PaddleOCR-VL-0.9B
1. Environment Preparation
1.1 Support Status
Recommended Hardware Configuration: - GPU Memory: 8GB or more - Shared Memory: 4GB or more
1.2 Install Fastdeploy
Installation process reference documentation FastDeploy GPU Install
2.How to Use
2.1 Basic: Launching the Service
Example 1: Deploying a 16K Context Service on a Single RTX 3060 GPU
python -m fastdeploy.entrypoints.openai.api_server \
--model PaddlePaddle/PaddleOCR-VL \
--port 8185 \
--metrics-port 8186 \
--engine-worker-queue-port 8187 \
--max-model-len 16384 \
--max-num-batched-tokens 16384 \
--gpu-memory-utilization 0.8 \
--max-num-seqs 256
Example 2: Deploying a 16K Context Service on a Single RTX 4090 GPU
python -m fastdeploy.entrypoints.openai.api_server \
--model PaddlePaddle/PaddleOCR-VL \
--port 8185 \
--metrics-port 8186 \
--engine-worker-queue-port 8187 \
--max-model-len 16384 \
--max-num-batched-tokens 16384 \
--gpu-memory-utilization 0.7 \
--max-num-seqs 256
Example 3: Deploying a 16K Context Service on a Single A100 GPU
python -m fastdeploy.entrypoints.openai.api_server \
--model PaddlePaddle/PaddleOCR-VL \
--port 8185 \
--metrics-port 8186 \
--engine-worker-queue-port 8187 \
--max-model-len 16384 \
--max-num-batched-tokens 16384 \
--gpu-memory-utilization 0.7 \
--max-num-seqs 256
An example is a set of configurations that can run stably while also delivering relatively good performance. If you have further requirements for precision or performance, please continue reading the content below.
2.2 Advanced: How to Achieve Better Performance
2.2.1 Evaluating Application Scenarios and Setting Parameters Correctly
Context Length - Parameters:
--max-model-len- Description: Controls the maximum context length that the model can process. - Recommendation: Longer context lengths may reduce throughput. Adjust based on actual needs, with a maximum supported context length of 16k (16,384) forPaddleOCR-VL-0.9B.
⚠️ Note: Longer context lengths will significantly increase GPU memory requirements. Ensure your hardware resources are sufficient before setting a longer context.
Maximum sequence count - Parameters:
--max-num-seqs- Description: Controls the maximum number of sequences the service can handle, supporting a range of 1 to 256. - Recommendation: If you are unsure of the average number of sequences per request in your actual application scenario, and with sufficient GPU memory, we recommend setting it to 256. If the average number of sequences per request in your application is significantly fewer than 256, or with insufficient GPU memory, we suggest setting it to a slightly higher value than the average to further reduce GPU memory usage and optimize service performance.Available GPU memory ratio during initialization - Parameters:
--gpu-memory-utilization- Description: Controls the available GPU memory for FastDeploy service initialization. The default value is 0.9, meaning 10% of the memory is reserved for backup. - Recommendation: It is recommended to use 0.7. If an "out of memory" error occurs during stress testing, you may attempt to reduce this value.
2.2.2 Chunked Prefill
- Parameters:
--max-num-batched-tokens - Description: Limits the maximum number of tokens per chunk in
chunked prefill. - Recommendation: We recommend setting it to 16384, which means disables chunked prefill.
2.2.3 Adjustable environment variables
Flash Attention 3:
FLAGS_flash_attn_version=3- Description: Enable the Flash Attention 3 algorithm. This feature is only supported on the latest generation of NVIDIA GPUs, such as H-series cards (Hopper architecture, e.g., H800) and B-series cards (Blackwell architecture, e.g., B200). - Recommendation:On hardware that supports this feature, Flash Attention 3 can significantly enhance performance without typically affecting model accuracy.

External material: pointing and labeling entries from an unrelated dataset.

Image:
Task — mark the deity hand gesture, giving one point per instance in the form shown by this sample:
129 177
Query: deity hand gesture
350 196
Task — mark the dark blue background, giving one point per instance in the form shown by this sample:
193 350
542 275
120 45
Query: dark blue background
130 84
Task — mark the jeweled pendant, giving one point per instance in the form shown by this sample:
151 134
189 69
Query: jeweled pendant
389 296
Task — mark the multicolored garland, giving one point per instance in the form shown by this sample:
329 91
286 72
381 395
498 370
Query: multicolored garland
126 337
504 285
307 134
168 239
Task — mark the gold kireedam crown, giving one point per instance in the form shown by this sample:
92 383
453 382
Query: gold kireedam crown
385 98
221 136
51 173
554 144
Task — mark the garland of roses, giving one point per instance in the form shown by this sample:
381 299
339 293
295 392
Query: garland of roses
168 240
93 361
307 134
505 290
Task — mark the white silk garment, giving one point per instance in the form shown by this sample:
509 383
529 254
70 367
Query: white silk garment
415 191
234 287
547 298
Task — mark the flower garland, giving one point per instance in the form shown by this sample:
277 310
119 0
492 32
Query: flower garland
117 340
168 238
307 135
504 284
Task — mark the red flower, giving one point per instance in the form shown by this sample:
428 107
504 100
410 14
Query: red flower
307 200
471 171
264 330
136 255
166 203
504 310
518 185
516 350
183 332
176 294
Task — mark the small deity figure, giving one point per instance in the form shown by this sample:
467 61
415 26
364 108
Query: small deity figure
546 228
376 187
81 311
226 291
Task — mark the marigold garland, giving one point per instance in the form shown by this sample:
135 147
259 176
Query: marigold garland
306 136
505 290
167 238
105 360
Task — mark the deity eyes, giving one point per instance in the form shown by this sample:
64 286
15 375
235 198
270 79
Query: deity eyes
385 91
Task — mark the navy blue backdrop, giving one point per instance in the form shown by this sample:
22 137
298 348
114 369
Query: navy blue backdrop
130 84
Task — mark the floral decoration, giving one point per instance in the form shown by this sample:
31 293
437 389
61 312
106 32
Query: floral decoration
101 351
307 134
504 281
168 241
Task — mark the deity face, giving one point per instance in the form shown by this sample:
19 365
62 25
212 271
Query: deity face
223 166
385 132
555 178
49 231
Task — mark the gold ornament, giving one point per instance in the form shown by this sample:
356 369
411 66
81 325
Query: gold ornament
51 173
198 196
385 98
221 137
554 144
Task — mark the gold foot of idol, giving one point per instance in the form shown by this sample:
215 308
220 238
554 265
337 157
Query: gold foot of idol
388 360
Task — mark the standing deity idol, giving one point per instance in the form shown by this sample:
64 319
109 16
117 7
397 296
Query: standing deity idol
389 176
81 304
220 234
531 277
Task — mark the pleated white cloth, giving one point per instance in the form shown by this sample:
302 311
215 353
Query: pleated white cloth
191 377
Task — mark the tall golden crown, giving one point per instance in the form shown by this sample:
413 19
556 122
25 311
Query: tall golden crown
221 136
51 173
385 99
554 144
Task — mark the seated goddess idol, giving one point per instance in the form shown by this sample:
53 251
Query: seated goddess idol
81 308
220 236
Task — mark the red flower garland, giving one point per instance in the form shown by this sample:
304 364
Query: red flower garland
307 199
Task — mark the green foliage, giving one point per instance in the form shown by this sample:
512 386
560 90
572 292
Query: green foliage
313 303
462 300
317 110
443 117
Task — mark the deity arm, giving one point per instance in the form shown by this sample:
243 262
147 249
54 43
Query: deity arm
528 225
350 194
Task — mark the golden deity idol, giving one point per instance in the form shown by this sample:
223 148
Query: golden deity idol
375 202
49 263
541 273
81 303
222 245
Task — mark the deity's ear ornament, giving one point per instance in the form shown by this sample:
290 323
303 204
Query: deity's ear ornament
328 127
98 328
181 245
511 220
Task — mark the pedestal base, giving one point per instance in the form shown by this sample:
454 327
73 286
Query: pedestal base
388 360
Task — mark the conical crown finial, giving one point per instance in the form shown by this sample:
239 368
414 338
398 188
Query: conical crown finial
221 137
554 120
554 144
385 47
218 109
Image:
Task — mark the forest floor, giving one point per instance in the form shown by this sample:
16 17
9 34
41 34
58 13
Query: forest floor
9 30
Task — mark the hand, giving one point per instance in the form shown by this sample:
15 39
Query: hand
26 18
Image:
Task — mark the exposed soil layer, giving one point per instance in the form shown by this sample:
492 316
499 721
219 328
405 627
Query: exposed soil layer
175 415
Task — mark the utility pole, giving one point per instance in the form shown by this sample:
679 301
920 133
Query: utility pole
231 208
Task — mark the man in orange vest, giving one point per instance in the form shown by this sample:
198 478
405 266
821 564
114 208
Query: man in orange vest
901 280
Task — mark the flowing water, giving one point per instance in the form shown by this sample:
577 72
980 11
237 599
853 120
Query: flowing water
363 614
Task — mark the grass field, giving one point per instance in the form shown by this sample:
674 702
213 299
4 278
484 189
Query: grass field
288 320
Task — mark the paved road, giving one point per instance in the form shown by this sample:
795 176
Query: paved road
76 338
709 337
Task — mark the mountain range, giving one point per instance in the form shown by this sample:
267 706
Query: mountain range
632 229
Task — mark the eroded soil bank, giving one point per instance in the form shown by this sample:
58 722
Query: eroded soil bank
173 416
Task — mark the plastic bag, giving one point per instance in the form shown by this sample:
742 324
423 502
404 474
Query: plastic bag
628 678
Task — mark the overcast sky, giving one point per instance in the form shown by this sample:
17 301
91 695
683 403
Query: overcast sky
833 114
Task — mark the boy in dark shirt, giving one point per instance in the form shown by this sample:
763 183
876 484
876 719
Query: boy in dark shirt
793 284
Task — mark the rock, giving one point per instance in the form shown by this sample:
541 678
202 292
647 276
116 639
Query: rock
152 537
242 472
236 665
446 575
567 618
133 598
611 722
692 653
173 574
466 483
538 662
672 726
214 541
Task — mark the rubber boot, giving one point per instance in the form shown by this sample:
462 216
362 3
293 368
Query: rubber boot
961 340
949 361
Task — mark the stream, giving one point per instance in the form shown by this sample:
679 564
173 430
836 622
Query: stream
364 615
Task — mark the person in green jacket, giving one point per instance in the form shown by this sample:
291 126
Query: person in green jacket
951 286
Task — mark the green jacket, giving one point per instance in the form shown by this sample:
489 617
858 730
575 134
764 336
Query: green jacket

It is highly recommended to enable this feature.Rejection sampling:
FD_SAMPLING_CLASS=rejection- Description: Rejection sampling involves generating samples from a proposal distribution that is easy to sample from, thereby avoiding explicit sorting and achieving an effect of improving sampling speed, which can enhance inference performance. - Recommendation: This is a relatively aggressive optimization strategy that affects the results, and we are still conducting comprehensive validation of its impact. If you have high performance requirements and can accept potential compromises in results, you may consider enabling this strategy.
3. FAQ
3.1 Out of Memory
If the service prompts "Out of Memory" during startup, please try the following solutions: 1. Ensure no other processes are occupying GPU memory; 2. Reduce context length and maximum sequence count as needed.
If the service starts normally but later reports insufficient memory, try:
1. Adjust the initial GPU memory utilization ratio by modifying --gpu-memory-utilization.